Записав это на диктофон, я отбрасываю его и больше к нему не прикасаюсь. Я рада, что сделала попытку забыть о своей порномании и вспомнить, наверное, самое важное в своей жизни за последние месяцы – случайные встречи с парнем, которого не могу забыть. Наши взгляды, ищущие друг друга и робость, которую мы так и не преодолели…

М продолжает общаться с вороной

На следующий день, перед работой, я слышу знакомое карканье. Это она, я знаю. Я снова кладу ей кусочек сыра на подоконник. Вернувшись из ванной, я с удовольствием вижу, что сыра нет. Вороны тоже не видно. Наверное, ее снова преследовали ее сородичи, и она улетела далеко. Рабочая неделя проходит на автомате, как у механизма. Никаких событий. Я не гуляю, сразу еду домой, ем, потом сплю, потом снова ем и опять сплю. Мне радостно жить как простой организм, что-то вроде примата или даже хуже, какой-нибудь инфузории. Никаких эмоций, только тупая радость от этой простоты.

В следующие выходные, в субботу, я сплю до полудня, пока меня не будит знакомое карканье. Опять она. В этот день я решаю провести глобальный эксперимент.
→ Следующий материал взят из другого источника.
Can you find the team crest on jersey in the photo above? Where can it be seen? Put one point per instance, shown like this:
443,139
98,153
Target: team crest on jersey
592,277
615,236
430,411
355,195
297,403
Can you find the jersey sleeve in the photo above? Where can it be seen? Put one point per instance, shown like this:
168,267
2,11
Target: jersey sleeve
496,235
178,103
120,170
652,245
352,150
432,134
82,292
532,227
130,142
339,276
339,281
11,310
Я надеваю теплую куртку и шапку, открываю настежь створки окна и бросаю на пол куски сыра и хлеба. Два куска сыра я кладу на подоконник и ухожу на кухню. В квартире становится холодно. Слышу знакомое карканье ― пока за окном. Потом ― характерный хлопающий звук. Это она спикировала на сыр. Но осмелится ли проникнуть в комнату? Нет, не осмеливается ― вся еда на полу остается нетронутой, но сыр с подоконника исчезает.
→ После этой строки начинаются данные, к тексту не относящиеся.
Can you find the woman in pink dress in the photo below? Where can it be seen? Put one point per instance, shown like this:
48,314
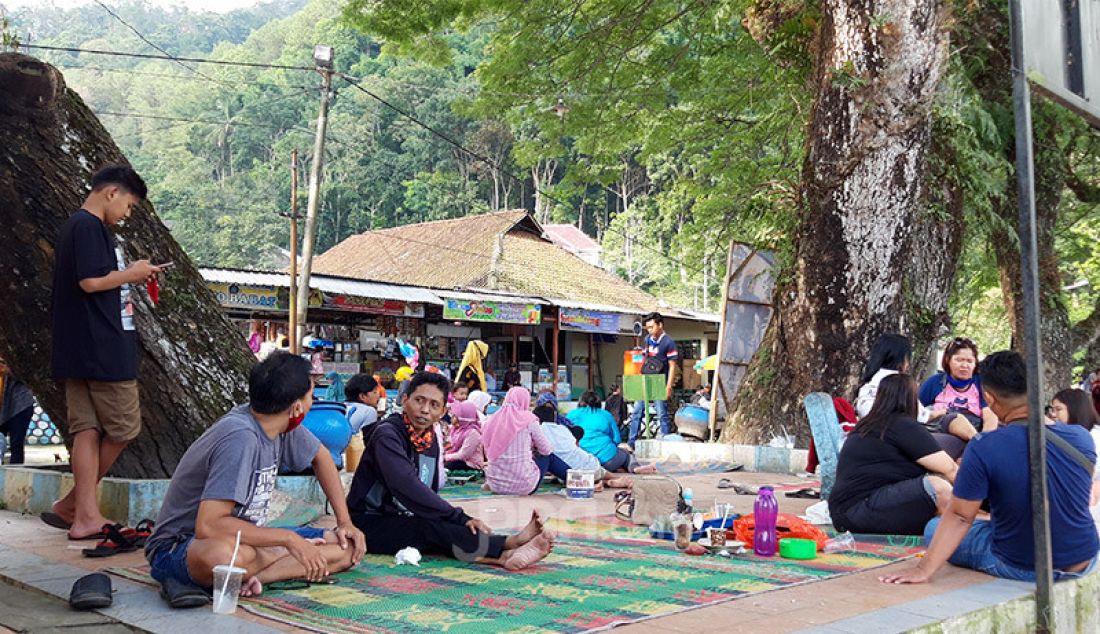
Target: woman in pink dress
510,437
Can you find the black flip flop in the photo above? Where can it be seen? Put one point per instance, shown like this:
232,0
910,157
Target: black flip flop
91,592
183,596
56,521
113,544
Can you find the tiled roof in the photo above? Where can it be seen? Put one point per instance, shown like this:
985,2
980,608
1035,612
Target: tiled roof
459,254
571,238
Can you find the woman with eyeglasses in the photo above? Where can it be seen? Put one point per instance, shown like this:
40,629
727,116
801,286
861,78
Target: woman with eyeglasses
954,394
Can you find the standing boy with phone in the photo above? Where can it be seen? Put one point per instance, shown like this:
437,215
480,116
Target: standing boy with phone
95,346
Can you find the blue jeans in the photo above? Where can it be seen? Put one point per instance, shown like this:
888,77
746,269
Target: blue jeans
171,560
639,413
976,551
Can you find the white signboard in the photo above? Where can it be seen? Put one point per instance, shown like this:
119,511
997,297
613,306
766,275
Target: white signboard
1062,52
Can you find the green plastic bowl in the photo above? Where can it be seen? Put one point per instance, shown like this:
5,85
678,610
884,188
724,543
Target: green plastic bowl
792,548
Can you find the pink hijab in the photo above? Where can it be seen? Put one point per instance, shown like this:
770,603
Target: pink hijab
501,428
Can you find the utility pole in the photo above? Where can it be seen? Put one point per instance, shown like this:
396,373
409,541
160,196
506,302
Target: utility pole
293,330
323,58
На следующий день я повторяю эксперимент ― но уже не оставляю сыр или хлеб на подоконнике, а только на полу в комнате. Сижу и терпеливо жду в кухне, в теплой куртке и шапке. Зачитавшись вторым романом Уэльбека, который я тогда купил – «Возможность острова» – вздрагиваю от скребущих звуков. Неужели это она? Осторожно выглядываю из кухни ― да, она, подбирает крошки от сыра и хлеба. Ей становится интересно, что лежит в углу ― в свете солнца эта вещь заманчиво блестит ― подарок знакомых из Таиланда, безвкусная парная статуэтка, изображающая толстожопого парня и худосочную девушку, одетых в национальные костюмы. Их блеск привлек любопытную птицу. Я подкрадываюсь к окну и захлопываю его. Ворона, встрепенувшись и поняв, что в ловушке, начинает метаться по комнате и хлопать крыльями. Она налетает на окно, силясь вырваться наружу. Она удивлена этой преграде, ведь она видит тот мир, которому принадлежит, и не понимает, почему отделена от него. Я приношу из кухни еще кусок сыра и кидаю его на пол, отхожу подальше, чтобы ворона не боялась. Она пикирует на сыр, долбит его своим клювом и тут же гадит на пол. Я чувствую, как ей неудобно здесь ― даже несмотря на сыр и тепло. Она хочет обратно, в свой дискомфортный, полный опасностей, но все-таки привычный мир.

Анна смотрит «смешное» видео

Я просматриваю новый видеоролик: средь бела дня на пустом пляже пьяная девица трахается с парнем. Сначала она наверху, потом он на ней. Его белая, гладкая задница подергивается от поступательных движений. Я возбуждаюсь и мастурбирую… Когда все кончено, я снова прокручиваю видео: только теперь замечаю, что оно без звука, и половые органы заретушированы, как в японском порно. Это обстоятельство смешит меня: неужто им тоже не чужда стыдливость? Или это было сделано по другим соображениям? Но каким? Я уже хорошо знаю, что у нового поколения, за которым я с таким интересом подглядываю, совершенно иное представление о морали, особенно сексуальной. Я давно поняла, что для них потрахаться на людях, в компании, например, малознакомых людей (на вечеринке или на дискотеке в туалете) стало абсолютно привычным делом. Да и разве этого не было раньше, до начала дигитальной эры? Мало, что ли, было людей, которые делали это в публичных и прочих местах, на виду у всех? Просто сегодня стали все чаще это снимать и выкладывать в интернет, вот и вся разница. Но зачем тогда ретушировать половые органы? С одной стороны, они не стесняются трахаться на людях, не против того, чтобы их снимали на видео, возможно, даже посторонние люди. И вдруг эта ретушь. Как это объяснить?